Sharing a long‑connection gateway introduces requirements for authentication, authorization, data isolation, protocol extension, delivery guarantees, forward‑compatible protocol evolution, and capacity management.

How Do We Design the Communication Protocol?

Business Decoupling

The gateway connects many clients and many backend services via a single long‑connection channel. To avoid tight coupling, we adopt a classic publish‑subscribe model where only a Topic needs to be agreed upon. Messages are pure binary; the gateway does not need to understand business‑specific protocols.

Permission Control

We use ACL rules with callback‑based authorization. For example, a Zhihu Live channel checks via an HTTP callback whether a user has paid before allowing subscription. To reduce integration effort, we also support Topic template variables that embed the username, allowing the gateway to enforce per‑user private topics without contacting the business service.

Message Reliability

While TCP guarantees order and reliability, failures can still cause message loss. We implement acknowledgments and retransmission: important messages are marked QoS 1, stored in Redis until the client ACKs, and the broker retries until a successful ACK is received. For high‑throughput scenarios we also provide a queue‑based delivery path via Kafka.

Our protocol is based on MQTT, extended with authentication and authorization, and remains partially compatible with MQTT clients to lower integration cost.

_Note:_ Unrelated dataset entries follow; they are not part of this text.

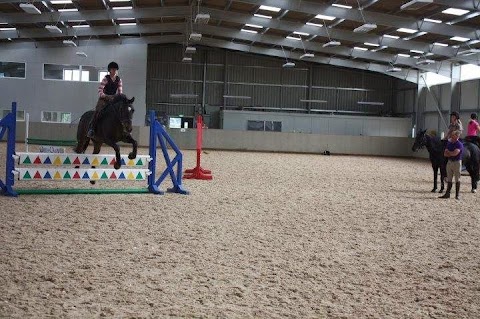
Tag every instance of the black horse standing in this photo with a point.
(436, 147)
(114, 125)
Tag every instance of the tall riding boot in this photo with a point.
(92, 126)
(449, 189)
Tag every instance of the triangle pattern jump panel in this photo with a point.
(32, 173)
(66, 159)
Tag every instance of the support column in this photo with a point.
(456, 88)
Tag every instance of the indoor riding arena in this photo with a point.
(283, 165)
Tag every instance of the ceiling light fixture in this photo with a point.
(367, 27)
(301, 33)
(293, 38)
(407, 30)
(455, 11)
(393, 69)
(468, 52)
(262, 16)
(195, 36)
(425, 62)
(331, 44)
(432, 20)
(370, 103)
(324, 17)
(269, 8)
(288, 65)
(202, 18)
(459, 39)
(314, 24)
(415, 4)
(190, 50)
(53, 29)
(122, 8)
(29, 8)
(254, 26)
(391, 36)
(307, 55)
(341, 6)
(249, 31)
(379, 48)
(69, 43)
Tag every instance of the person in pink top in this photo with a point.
(110, 86)
(472, 130)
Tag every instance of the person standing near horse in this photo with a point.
(453, 152)
(455, 124)
(110, 86)
(472, 130)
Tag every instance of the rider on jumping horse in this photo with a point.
(110, 86)
(472, 130)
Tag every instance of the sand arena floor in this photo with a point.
(272, 236)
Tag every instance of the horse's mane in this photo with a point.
(119, 97)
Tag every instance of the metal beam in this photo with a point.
(334, 33)
(370, 16)
(410, 75)
(90, 43)
(472, 5)
(443, 68)
(288, 26)
(94, 31)
(96, 15)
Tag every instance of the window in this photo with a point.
(268, 126)
(273, 126)
(56, 117)
(74, 75)
(12, 70)
(431, 79)
(256, 126)
(469, 72)
(20, 114)
(65, 72)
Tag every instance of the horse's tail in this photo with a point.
(82, 130)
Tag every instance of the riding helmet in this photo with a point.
(112, 65)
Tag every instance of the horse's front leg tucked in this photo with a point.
(118, 159)
(129, 139)
(435, 175)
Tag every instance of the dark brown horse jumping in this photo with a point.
(114, 125)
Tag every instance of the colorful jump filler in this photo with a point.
(54, 166)
(198, 172)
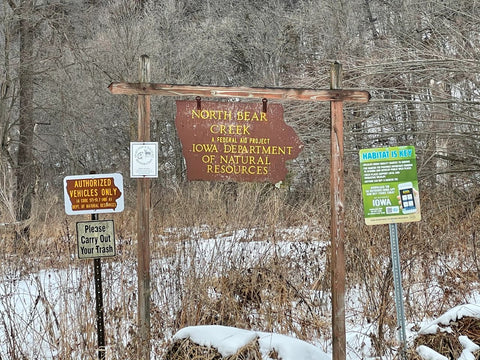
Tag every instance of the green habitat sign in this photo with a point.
(389, 185)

How Do We Design the System Architecture?

Key design goals:

Reliability

Horizontal scalability

Maturity of dependent components

We avoid a monolithic design by delegating storage, routing, and messaging to specialized components.

Core Components

Access layer built with OpenResty for load balancing and session persistence.

Long‑connection broker (containerized) handling protocol parsing, auth, session management, and pub‑sub logic.

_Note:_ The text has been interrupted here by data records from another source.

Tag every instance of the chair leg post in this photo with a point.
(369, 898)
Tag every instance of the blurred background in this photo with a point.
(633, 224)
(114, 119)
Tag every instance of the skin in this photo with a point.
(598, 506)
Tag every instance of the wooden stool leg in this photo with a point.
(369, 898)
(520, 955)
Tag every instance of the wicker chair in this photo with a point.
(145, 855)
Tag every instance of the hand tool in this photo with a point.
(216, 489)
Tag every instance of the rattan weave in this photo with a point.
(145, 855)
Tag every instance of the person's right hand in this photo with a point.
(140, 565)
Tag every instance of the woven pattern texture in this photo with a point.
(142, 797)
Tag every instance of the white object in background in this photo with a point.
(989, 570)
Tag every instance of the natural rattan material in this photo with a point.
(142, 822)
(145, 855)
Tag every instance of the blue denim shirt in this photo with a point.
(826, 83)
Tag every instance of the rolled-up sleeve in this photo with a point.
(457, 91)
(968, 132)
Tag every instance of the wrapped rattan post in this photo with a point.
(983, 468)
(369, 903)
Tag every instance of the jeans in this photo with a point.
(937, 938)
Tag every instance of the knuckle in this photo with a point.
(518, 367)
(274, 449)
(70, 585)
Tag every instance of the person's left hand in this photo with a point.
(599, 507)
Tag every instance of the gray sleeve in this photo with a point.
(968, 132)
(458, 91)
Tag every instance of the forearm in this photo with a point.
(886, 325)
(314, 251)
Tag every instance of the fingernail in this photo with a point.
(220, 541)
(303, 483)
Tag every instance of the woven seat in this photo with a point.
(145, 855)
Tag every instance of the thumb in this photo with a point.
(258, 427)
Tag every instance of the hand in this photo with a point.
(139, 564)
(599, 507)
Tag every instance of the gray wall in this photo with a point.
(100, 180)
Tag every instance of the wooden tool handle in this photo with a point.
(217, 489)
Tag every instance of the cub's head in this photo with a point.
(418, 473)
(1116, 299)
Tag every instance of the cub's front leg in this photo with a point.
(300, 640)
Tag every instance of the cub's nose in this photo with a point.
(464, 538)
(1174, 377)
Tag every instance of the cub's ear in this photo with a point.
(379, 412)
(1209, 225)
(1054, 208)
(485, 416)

Redis for persisting session data.

Kafka as the message queue for distributing messages to brokers or business services.

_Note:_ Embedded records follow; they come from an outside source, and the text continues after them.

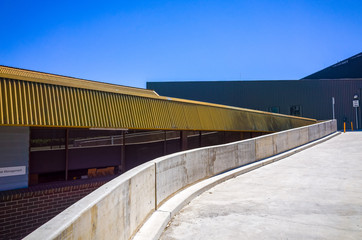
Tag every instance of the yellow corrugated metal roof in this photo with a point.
(40, 77)
(56, 101)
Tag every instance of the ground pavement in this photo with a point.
(314, 194)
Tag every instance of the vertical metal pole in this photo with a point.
(356, 119)
(165, 143)
(66, 153)
(123, 152)
(183, 140)
(200, 139)
(333, 103)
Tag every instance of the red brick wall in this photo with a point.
(24, 210)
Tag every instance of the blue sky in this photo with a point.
(132, 42)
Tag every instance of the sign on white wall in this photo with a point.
(12, 171)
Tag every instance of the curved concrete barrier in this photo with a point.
(118, 209)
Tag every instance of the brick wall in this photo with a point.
(24, 210)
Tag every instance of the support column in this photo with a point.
(123, 152)
(183, 140)
(66, 153)
(200, 139)
(165, 143)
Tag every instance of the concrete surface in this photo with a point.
(114, 211)
(313, 194)
(118, 209)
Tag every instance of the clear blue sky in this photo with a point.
(132, 42)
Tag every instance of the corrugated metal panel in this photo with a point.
(24, 103)
(14, 152)
(40, 77)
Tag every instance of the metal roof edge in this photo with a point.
(48, 78)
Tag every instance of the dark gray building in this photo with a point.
(310, 97)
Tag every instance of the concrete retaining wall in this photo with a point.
(119, 208)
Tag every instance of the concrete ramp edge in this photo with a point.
(140, 203)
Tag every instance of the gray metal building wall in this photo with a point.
(14, 152)
(314, 96)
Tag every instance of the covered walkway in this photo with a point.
(314, 194)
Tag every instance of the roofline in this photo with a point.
(53, 79)
(60, 80)
(334, 65)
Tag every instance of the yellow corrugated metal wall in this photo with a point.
(25, 103)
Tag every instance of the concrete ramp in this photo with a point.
(313, 194)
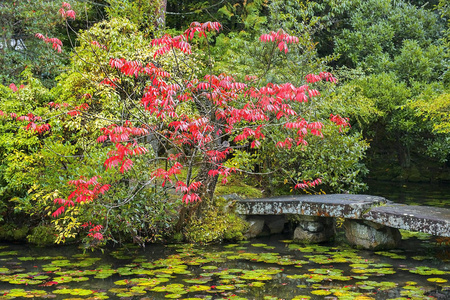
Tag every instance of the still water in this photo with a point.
(268, 268)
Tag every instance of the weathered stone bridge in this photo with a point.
(371, 222)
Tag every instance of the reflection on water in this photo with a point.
(412, 193)
(269, 268)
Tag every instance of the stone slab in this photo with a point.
(432, 220)
(334, 205)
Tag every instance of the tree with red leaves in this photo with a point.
(162, 126)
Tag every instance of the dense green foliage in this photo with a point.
(391, 59)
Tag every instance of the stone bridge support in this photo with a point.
(371, 222)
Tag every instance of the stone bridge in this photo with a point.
(371, 222)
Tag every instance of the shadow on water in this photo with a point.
(273, 267)
(265, 268)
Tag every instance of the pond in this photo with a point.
(269, 268)
(412, 193)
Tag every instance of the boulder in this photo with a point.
(371, 236)
(314, 229)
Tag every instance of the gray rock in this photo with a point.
(361, 234)
(276, 223)
(256, 226)
(306, 236)
(314, 229)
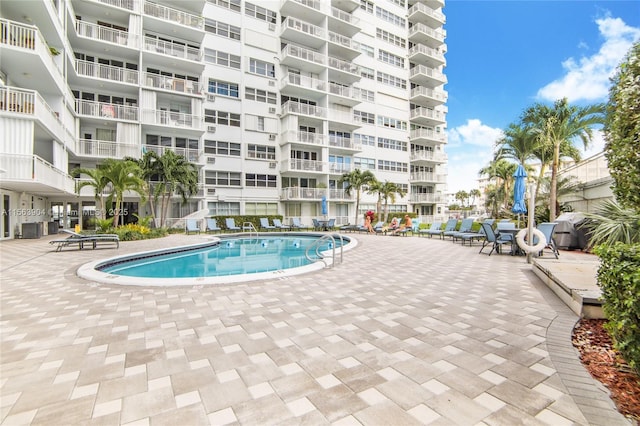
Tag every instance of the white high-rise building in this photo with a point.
(272, 100)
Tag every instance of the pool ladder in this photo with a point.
(317, 243)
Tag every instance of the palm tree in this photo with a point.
(356, 180)
(558, 125)
(123, 176)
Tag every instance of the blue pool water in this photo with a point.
(226, 257)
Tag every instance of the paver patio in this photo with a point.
(406, 331)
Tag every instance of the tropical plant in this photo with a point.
(356, 180)
(622, 128)
(558, 125)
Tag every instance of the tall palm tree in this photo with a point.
(561, 124)
(355, 181)
(123, 176)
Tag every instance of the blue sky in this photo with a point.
(504, 56)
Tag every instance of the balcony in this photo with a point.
(427, 117)
(304, 138)
(428, 97)
(427, 136)
(30, 173)
(106, 72)
(307, 166)
(303, 86)
(299, 57)
(430, 56)
(104, 110)
(172, 119)
(175, 16)
(303, 32)
(427, 177)
(172, 84)
(298, 108)
(105, 149)
(425, 76)
(192, 155)
(423, 13)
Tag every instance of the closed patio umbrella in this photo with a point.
(519, 188)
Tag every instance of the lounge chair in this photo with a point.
(192, 225)
(449, 228)
(434, 229)
(547, 229)
(278, 224)
(296, 224)
(495, 240)
(83, 240)
(231, 224)
(264, 224)
(212, 226)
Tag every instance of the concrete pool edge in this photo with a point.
(89, 272)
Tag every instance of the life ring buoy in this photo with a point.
(542, 241)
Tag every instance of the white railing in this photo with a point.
(106, 110)
(107, 72)
(106, 149)
(31, 168)
(302, 53)
(304, 137)
(304, 109)
(173, 119)
(172, 49)
(173, 15)
(98, 32)
(171, 83)
(303, 81)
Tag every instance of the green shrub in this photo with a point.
(619, 280)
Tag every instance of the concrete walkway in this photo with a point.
(406, 331)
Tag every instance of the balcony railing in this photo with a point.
(190, 154)
(173, 119)
(106, 149)
(106, 110)
(110, 35)
(291, 107)
(172, 49)
(304, 54)
(171, 83)
(107, 72)
(31, 168)
(173, 15)
(304, 137)
(303, 81)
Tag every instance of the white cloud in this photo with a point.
(588, 78)
(470, 148)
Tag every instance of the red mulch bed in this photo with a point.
(607, 366)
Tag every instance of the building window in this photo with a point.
(364, 117)
(220, 178)
(261, 13)
(221, 58)
(212, 147)
(261, 152)
(262, 68)
(221, 29)
(223, 88)
(227, 4)
(261, 181)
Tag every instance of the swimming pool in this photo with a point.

Both Kafka and Redis are industry‑standard, container‑ready, and support rapid scaling.

Access Layer Details

The access layer performs two tasks: load balancing across broker instances and session stickiness so a client always reaches the same broker.

We use 7‑layer load balancing based on a unique client identifier extracted from the first packet via Nginx’s preread buffer, achieving consistent hashing with minimal intrusion.

Publish and Subscribe Mechanics

Kafka acts as the internal hub. Four routing scenarios are supported:

Route to a Kafka topic without consumption (data reporting).

Route to a Kafka topic and consume it (instant messaging).

Consume directly from a Kafka topic for push‑only scenarios.

Route to one topic and consume from another for filtering/pre‑processing.

This flexible routing, combined with Kafka’s reliability, handles virtually any messaging need.

Subscription Storage Optimization

Initially we stored subscriptions in a single HashMap protected by a global lock, which caused severe contention. We sharded the map into hundreds of smaller maps, each with its own lock, dramatically reducing conflicts and improving performance.

Session Management

When a message is delivered to a session, the broker checks if it is a high‑priority topic, marks it QoS 1, stores it in Redis’s pending queue, and waits for the client ACK before removal. This ensures durability across broker restarts.

Sliding‑Window Flow Control

Inspired by TCP, we limit the number of in‑flight QoS 1 messages with a configurable sliding window, allowing parallel transmission while preserving order. Retransmission only occurs after client reconnection, and the receiver de‑duplicates messages.

Conclusion

The infrastructure team provides a rock‑solid foundation for Zhihu’s massive traffic, delivering reliable, scalable real‑time communication for millions of users.